Hooters In Trade Dress Suit


Hooters has sued WingHouse, for infringing the trade dress of its ‘breastaurant” (not my term).  Thanks to Bradford for the tip.  For more on trade dress protection of restaurants, see Two Pesos, Inc. v. Taco Cabana, Inc., 505 US 763 (1992).



24
Nov/04

More On Perfect 10 v.

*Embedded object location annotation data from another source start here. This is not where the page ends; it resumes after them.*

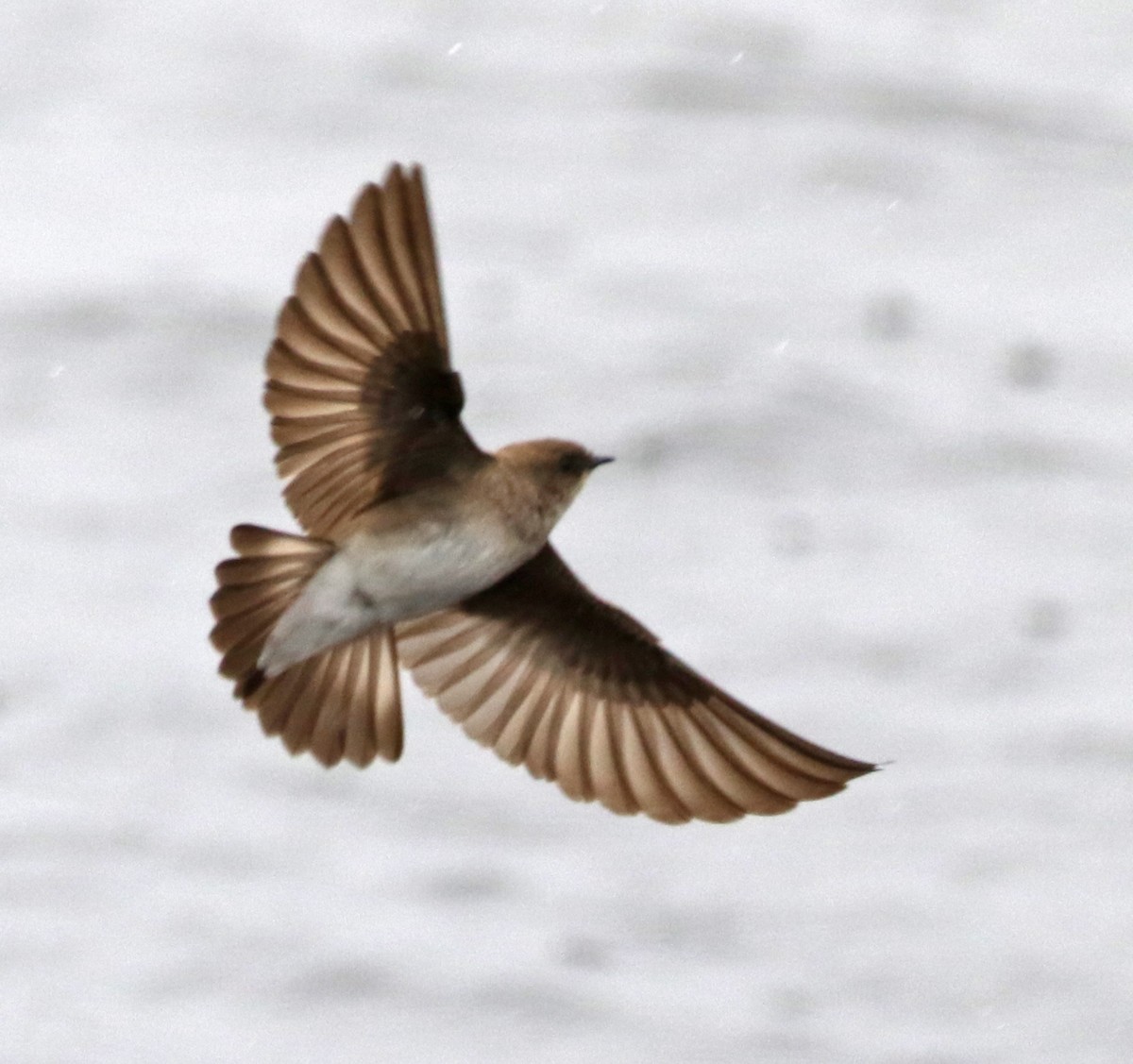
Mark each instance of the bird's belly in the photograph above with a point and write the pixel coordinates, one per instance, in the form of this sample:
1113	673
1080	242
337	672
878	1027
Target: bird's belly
403	577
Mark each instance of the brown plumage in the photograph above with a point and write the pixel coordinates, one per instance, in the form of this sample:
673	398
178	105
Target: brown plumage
422	544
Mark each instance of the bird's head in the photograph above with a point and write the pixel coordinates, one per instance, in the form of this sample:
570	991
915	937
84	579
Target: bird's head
556	469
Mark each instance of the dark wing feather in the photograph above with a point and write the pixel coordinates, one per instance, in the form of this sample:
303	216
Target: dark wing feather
549	675
365	405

Google


Chilling Effects identifies two previous DMCA notice letters sent by Perfect 10 to Google.  Wendy Seltzer comments on this and other issues in the case.



24
Nov/04

Who Will Receive Reduced Trademark Filing Fees?

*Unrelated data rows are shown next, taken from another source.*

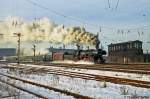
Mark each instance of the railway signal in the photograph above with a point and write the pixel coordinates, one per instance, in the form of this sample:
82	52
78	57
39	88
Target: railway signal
18	51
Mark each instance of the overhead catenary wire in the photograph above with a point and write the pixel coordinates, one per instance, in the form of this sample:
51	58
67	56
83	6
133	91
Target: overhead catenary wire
78	19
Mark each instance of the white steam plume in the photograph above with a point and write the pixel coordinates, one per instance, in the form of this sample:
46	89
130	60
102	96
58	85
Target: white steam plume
43	30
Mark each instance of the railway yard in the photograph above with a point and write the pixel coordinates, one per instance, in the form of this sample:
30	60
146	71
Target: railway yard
80	81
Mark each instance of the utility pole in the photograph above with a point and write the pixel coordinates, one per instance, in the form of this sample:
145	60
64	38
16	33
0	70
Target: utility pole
18	51
34	50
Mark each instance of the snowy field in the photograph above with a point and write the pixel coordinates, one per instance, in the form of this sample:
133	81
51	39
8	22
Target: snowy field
94	89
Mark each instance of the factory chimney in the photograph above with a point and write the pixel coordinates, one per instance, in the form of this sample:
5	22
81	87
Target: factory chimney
97	42
78	51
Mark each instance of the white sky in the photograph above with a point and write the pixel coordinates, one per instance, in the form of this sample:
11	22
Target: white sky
129	14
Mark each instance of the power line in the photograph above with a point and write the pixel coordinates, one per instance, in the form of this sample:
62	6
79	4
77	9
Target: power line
80	20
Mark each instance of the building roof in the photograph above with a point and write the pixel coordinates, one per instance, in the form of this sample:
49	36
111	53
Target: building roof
7	52
125	42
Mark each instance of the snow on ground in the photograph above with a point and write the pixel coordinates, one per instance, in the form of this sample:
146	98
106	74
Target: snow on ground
134	76
95	89
73	62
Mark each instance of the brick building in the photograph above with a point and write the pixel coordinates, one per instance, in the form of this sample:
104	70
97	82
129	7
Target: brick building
126	52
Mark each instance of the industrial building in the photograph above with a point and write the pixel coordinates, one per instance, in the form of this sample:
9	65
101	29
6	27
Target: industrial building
127	52
5	52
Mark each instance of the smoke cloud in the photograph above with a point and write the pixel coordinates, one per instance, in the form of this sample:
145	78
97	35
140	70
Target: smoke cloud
43	30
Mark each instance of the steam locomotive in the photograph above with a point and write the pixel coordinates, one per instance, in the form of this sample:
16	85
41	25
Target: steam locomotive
96	56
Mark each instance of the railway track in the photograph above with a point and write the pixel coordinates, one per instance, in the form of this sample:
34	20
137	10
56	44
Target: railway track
116	80
23	89
75	95
86	76
131	68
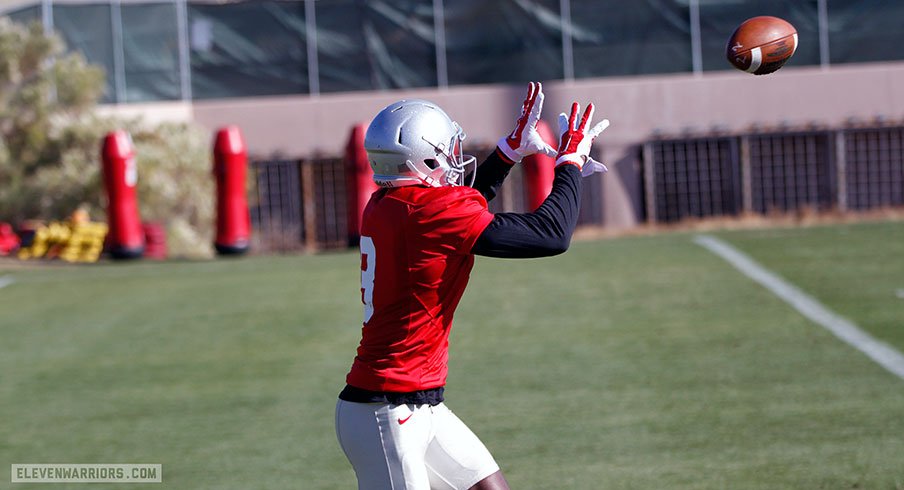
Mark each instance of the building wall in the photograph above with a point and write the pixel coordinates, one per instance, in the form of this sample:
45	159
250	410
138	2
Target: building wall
639	109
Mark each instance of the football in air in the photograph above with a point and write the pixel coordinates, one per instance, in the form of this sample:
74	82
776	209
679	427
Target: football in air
761	45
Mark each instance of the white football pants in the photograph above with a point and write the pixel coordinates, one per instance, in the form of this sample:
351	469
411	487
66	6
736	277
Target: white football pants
410	447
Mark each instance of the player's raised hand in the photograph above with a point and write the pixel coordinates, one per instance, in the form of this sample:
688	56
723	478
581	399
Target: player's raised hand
524	140
576	139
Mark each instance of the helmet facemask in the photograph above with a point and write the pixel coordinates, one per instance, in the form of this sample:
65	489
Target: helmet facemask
451	165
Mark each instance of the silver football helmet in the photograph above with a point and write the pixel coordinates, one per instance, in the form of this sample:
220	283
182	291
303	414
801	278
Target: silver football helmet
413	142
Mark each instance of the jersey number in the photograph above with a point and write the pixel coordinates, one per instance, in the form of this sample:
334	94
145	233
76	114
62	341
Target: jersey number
368	264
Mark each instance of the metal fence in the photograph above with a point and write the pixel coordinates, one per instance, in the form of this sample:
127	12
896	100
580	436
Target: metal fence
202	49
302	204
844	169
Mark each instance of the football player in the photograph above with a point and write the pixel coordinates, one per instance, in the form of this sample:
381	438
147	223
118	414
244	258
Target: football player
419	235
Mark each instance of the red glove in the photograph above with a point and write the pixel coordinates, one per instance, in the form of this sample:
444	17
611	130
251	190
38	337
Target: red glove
524	140
575	142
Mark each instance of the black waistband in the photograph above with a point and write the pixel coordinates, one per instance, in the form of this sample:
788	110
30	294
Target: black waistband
430	397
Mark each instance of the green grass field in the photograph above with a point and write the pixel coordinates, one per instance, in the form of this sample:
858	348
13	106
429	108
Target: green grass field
630	363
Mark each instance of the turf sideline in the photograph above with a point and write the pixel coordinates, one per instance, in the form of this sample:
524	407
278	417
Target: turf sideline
884	354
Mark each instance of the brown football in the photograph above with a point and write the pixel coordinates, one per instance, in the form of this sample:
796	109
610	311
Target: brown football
761	45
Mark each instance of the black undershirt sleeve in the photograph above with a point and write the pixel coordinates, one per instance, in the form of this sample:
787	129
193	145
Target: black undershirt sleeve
544	232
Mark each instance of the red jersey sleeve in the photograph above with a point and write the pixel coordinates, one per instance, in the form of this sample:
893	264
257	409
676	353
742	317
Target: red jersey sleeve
453	219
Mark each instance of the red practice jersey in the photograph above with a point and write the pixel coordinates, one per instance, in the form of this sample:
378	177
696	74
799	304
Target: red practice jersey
415	262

The hub-bub on the INTA Listserv is about pending fee increases at the PTO (the Patent Bar is upset that patent fee diversion to other branches of government will apparently continue – see here).

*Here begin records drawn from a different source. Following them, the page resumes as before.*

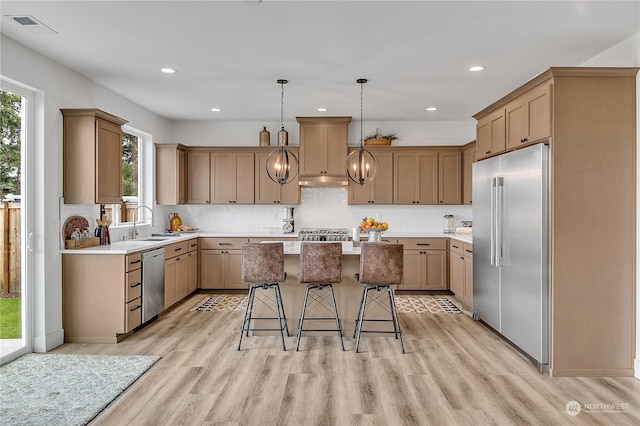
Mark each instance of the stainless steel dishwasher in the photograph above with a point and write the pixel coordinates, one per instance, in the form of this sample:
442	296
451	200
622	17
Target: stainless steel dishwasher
152	283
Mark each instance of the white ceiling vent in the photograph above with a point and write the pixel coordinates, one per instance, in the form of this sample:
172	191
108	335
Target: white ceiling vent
31	24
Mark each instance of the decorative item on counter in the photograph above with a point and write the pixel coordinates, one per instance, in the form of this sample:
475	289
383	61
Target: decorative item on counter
265	137
174	222
378	138
447	224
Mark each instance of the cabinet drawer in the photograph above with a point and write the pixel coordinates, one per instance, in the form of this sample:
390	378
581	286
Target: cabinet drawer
133	261
222	243
133	312
457	247
173	250
468	250
133	285
424	243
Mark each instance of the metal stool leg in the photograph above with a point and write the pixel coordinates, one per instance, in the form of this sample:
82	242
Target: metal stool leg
335	311
363	307
304	310
394	315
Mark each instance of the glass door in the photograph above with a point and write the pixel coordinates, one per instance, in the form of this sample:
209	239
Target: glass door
15	222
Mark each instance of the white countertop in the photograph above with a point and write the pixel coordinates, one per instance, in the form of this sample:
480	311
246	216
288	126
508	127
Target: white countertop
142	244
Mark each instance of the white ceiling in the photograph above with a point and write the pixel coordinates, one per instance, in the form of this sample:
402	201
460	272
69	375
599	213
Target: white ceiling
229	54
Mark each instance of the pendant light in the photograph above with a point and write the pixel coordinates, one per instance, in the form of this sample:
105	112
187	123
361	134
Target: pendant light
361	164
282	164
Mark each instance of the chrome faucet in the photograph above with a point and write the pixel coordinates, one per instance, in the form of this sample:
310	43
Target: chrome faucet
135	230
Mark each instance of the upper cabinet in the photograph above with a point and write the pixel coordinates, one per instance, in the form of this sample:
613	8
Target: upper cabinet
92	151
171	177
380	190
266	190
491	134
323	147
415	177
529	116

The per-class trademark filing fee will likely go to $375 however electronic filing will remain at $335.  Interestingly, there will be a reduction to $275 for electronic filing that meets ‘additional requirements.’  One rumor is that the additional requriements will consist of prosecuting the entire application electronically (fair enough – I do that already).  

More tantalizing is the rumor that the reduced fee will be available to applications that select descriptions of goods and services from a pre-existing list.

Assuming that the list is comprehensive enough (nice assumption), then I can only say amen to that. 



24
Nov/04

He Who Must Not Be Named (in a Lawsuit)


Every so often you read about a guy who trademarks (or this case, ‘copyrights’) his own name so that people can’t refer to him.  More here.



23
Nov/04

But What Does It Mean?


The Google linkometer indicates that 2000 websites have linked to this blog.



23
Nov/04

Attention All Firms Based in the Euro-Zone


If you’ve been holding off retaining U.S. counsel until now, the Euro has just hit a record high against the dollar.  Our firm’s fees will seem more reasonable than ever to you.



23
Nov/04

"Building A Brand by Not Being a Brand"


NY Times article (reg. req.) on American Apparel, which is “Building a Brand by Not Being a Brand,” if you go in for that reverse psychology kind of thing.   There ‘is not a logo in sight’ in its 26 stores.

The PTO online database indicates that its application for AMERICAN APPAREL has been approved for publication after the applicant submitted evidence of secondary meaning (the mark has been in use since 1988 – the company also owns prior registrations for ALL AMERICAN APPAREL).

MUJI is a Japanese retailer that also adopts ‘no branding’ branding.

UPDATE: A branding consultant gives her opinion on ‘no branding.



23
Nov/04

Paying $1 Billion For Counterfeits


NY Times article (Reg. req.) estimating that trademark counterfeits cost New York City $1 billion in lost revenue, annually.